Getting noticed as a potential NFL wide receiver at Winston-Salem State University can potentially be an uphill battle, or at least as daunting as going over the middle of a defense to make a reception. Fortunately, Yancey Thigpen was talented in both instances.
The 1991 NFL Draft saw the San Diego Chargers draft Thigpen out of WSSU as a fourth-round pick, but his first year with the team turned out to be his only on the west coast. In four games, Thigpen did not record a reception. By 1992, he was on his way to the Steel City to play for new Pittsburgh coach, Bill Cowher.
Not only was Cowher beginning his first year as coach, but Neil O'Donnell had ascended to the starting quarterback role, and Barry Foster had been named the team's starting running back. The impact was felt immediately.

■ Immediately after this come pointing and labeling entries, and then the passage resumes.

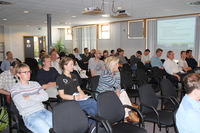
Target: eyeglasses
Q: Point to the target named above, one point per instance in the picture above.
(15, 79)
(26, 72)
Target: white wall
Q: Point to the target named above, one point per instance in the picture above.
(13, 38)
(119, 39)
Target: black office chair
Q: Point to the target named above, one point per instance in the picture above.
(149, 105)
(15, 120)
(68, 117)
(128, 83)
(167, 89)
(143, 79)
(110, 108)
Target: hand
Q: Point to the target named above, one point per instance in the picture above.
(27, 97)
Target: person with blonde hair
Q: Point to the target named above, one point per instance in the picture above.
(69, 88)
(110, 81)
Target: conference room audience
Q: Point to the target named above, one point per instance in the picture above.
(46, 77)
(190, 59)
(55, 61)
(145, 58)
(5, 65)
(105, 55)
(112, 52)
(95, 65)
(28, 97)
(182, 62)
(134, 59)
(69, 88)
(76, 54)
(110, 81)
(122, 59)
(188, 114)
(8, 79)
(172, 68)
(155, 60)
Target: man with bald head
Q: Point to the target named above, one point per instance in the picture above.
(95, 65)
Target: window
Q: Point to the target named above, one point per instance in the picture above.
(104, 31)
(68, 34)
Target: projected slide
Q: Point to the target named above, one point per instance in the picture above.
(176, 33)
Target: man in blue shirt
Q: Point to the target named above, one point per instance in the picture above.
(5, 65)
(155, 60)
(188, 114)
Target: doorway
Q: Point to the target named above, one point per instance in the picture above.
(33, 45)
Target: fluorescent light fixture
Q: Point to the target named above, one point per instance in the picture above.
(106, 15)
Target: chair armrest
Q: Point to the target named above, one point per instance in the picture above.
(139, 114)
(103, 121)
(153, 109)
(51, 130)
(15, 118)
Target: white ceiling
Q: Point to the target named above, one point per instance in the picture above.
(62, 10)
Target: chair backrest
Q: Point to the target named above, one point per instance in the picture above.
(141, 75)
(126, 79)
(94, 82)
(157, 72)
(68, 117)
(147, 96)
(167, 88)
(126, 67)
(110, 107)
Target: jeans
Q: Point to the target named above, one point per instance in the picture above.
(89, 106)
(39, 122)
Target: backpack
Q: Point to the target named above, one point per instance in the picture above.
(4, 120)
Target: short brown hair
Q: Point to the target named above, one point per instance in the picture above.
(21, 65)
(191, 82)
(44, 57)
(158, 50)
(64, 61)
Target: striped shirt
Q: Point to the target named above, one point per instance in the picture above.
(107, 81)
(36, 96)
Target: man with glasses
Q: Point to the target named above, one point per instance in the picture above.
(172, 68)
(5, 65)
(8, 79)
(95, 65)
(28, 97)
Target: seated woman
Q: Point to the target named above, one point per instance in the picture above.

The Steelers went 11-5 and made it to the divisional round of the playoffs behind O'Donnell's 2,283 yards and 13 touchdowns along with Foster's 1,690 yards on the ground. But Thigpen's contribution was minimal with only one reception for the season and two kick returns.
Fast forward another season and Thigpen posted nine catches for 154 yards and recorded three touchdowns in 1993. The Steelers were only beginning to realize the talent they had in Thigpen.

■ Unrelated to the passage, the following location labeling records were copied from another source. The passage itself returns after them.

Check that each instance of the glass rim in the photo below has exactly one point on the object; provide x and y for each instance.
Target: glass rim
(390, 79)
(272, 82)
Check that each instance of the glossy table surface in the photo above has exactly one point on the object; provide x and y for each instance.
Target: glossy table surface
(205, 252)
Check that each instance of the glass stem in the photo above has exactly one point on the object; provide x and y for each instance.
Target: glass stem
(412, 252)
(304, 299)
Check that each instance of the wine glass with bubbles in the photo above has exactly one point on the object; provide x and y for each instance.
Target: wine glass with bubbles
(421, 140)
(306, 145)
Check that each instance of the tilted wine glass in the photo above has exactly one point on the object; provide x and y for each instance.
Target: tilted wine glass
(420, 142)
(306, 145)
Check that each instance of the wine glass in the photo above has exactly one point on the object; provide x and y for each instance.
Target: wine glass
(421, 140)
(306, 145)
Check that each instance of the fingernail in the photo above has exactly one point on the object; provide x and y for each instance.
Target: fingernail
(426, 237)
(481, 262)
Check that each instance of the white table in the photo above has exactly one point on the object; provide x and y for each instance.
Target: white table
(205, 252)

The 1994 season saw Pittsburgh make a run to the AFC Championship game where, despite being favored to upend the Chargers, they fell to San Diego 17-13. Although the running game was in flux with Foster's lingering injuries and Bam Morris' breakout year that season, the passing game was on the verge of a breakout year the following year in 1995, and Thigpen would become O'Donnell's primary target. He finished '94 with 36 receptions, 546 yards and four touchdowns.
Thigpen's success in 1995 was not only a pivotal part of the Steelers' Super Bowl XXX appearance but also led to his first Pro Bowl selection as he recorded 85 receptions, 1,307 yards and five touchdowns. It was fitting that he was competing in the same Super Bowl as Michael Irvin because Thigpen began to develop himself not only into a bona fide downfield threat, but as a fearless go-to receiver over the middle, much like "the Playmaker" himself. Thigpen had Pittsburgh's only receiving touchdown in the title game as the Steelers fell to the Cowboys, 27-17.
After the success of the 1995 season on an individual level, 1996 proved to be the opposite as Thigpen missed most of the season due to leg injuries. But he would again return to Pro Bowl form in 1997, catching 79 passes and accumulating 1,398 yards.
The offseason leading into 1998 saw Thigpen become a free agent, and with two Pro Bowl seasons in three years ,along with breaking the Steelers' season records for receptions and yards, Thigpen was being actively courted by other teams, mainly the Tennessee Oilers (pre-Titans) who Thigpen signed a five-year contract with to become a veteran deep threat for Steve McNair.
The remainder of Thigpen's career would play out with Tennessee, and in 1999 he would again reach the Super Bowl but again it would be in a losing effort as the Titans fell to the Rams, 23-16. He would retire after the 2000 season.
Despite the final three years of his career being played in Tennessee, Thigpen's NFL legacy resides in Pittsburgh, where he seemed to become a standout overnight at wide receiver. With a franchise filled with as much history as the Steelers, Thigpen's integral seasons are an interesting way-point when navigating between the golden era success of Lynn Swann and John Stallworth to the modern era of Hines Ward, Santonio Holmes, and Mike Wallace.